By Lawrence Kramer, author of The Hum of the World: A Philosophy of Listening
When a person speaks the truth, more is demanded than that the spoken words be true. They must also carry the ring of truth. Sometimes the truth only feels true when we can hear the sound of it. Merely knowing it is not enough.
Since the middle of the eighteenth century a certain type of visually based knowledge has become increasingly prominent in both science and art. The historian of science Lorraine Daston calls it the coup d’oeil, the stroke of the eye: a sudden, irrefutable understanding glimpsed in a moment that brings a multitude of details together as one. Does this visual epiphany have an auditory equivalent, a coup d’orielle or stroke of the ear?
The historical record suggests that the answer is “Yes,” though the auditory form is rarer and more focused than its visual counterpart. It may also be older, and perhaps more elemental. Aeschylus testifies to it in his tragedy Agamemnon, when the chorus learns of the fall of Troy from a signal fire but does not believe it until a messenger has described it, and with eloquence; the sound of the messenger’s voice is as weighty as his words. Probably the most famous example is recorded by St. Augustine in his Confessions; I discuss his account in detail in my book The Hum of the World. Augustine tells us that while sitting under fig tree in a wretched, self-accusatory state of mind, and weeping bitterly, he heard the voice of a child chanting the Latin words “Tolle, lege”: take up, read. At once he knew what to do. He retrieved a copy of the Bible he had left on a bench and opened it at random. The passage he lit on held another injunction at its core: “Put on the Lord Jesus Christ, and make no provision for the flesh.” Augustine’s report on the aftermath is unequivocal. His reading, which was silent, corresponded inwardly to the sound of the sudden chant. His entire spiritual history had crystallized in a moment: “I wanted to read no further, nor did I need to. For instantly, as the sentence ended, there was infused in my heart something like the light of full certainty and all the gloom of doubt vanished away.”
Augustine’s description includes all of the typical features of the coup d’orielle. The auditory stroke is sudden, unexpected, and certain (in these respects resembling its visual cousin); it comes in the sound of a speaking or singing voice; and it takes the form of a command or admonition or injunction. The guiding word tends to be welcome, as it is for Augustine; the guiding voice tends to be aesthetically pleasing, which is implicitly true here of the child’s chant.
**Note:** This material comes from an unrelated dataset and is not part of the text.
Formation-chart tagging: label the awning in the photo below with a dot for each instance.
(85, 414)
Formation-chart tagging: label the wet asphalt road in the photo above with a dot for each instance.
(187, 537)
The sheer value of sound is essential to this persuasive (or compelling) pleasure, as Augustine’s “tolle, lege” also exemplifies: note the trochaic rhythm of the phrase, the identical closing vowels, the smooth alliteration on the sound of the “l,” and the softening of the “t” of “tolle” to the “l” of “lege.” The words almost chant themselves on the page. And their appeal, their peal, as sound is not extraneous to the knowledge they impart but essential to it. Their sonority embodies the value of the truth they have to tell.
If it is a truth. For Augustine, in this case, that is how it felt, and what he believed. But this reflection on the auditory epiphany would not be complete without the recognition of its dark obverse: the voice that deceives and seduces, the Siren song, the voices in the head that belittle the listener or command acts of violence. Besides, the truth is not always what the listener wants to hear. In what we might call the other most famous example, the sudden voice is neither pleasing nor welcome, which is exactly why its impact is so powerful: “Methought I heard a voice cry, ‘Sleep no more!’ / Macbeth hath murdered sleep.”
In the tradition represented by these Western examples, truth is not simply a matter of what can be verified empirically or conceived abstractly. It is a matter of what can be sounded. Truth has an auditory history much of which still needs to be written.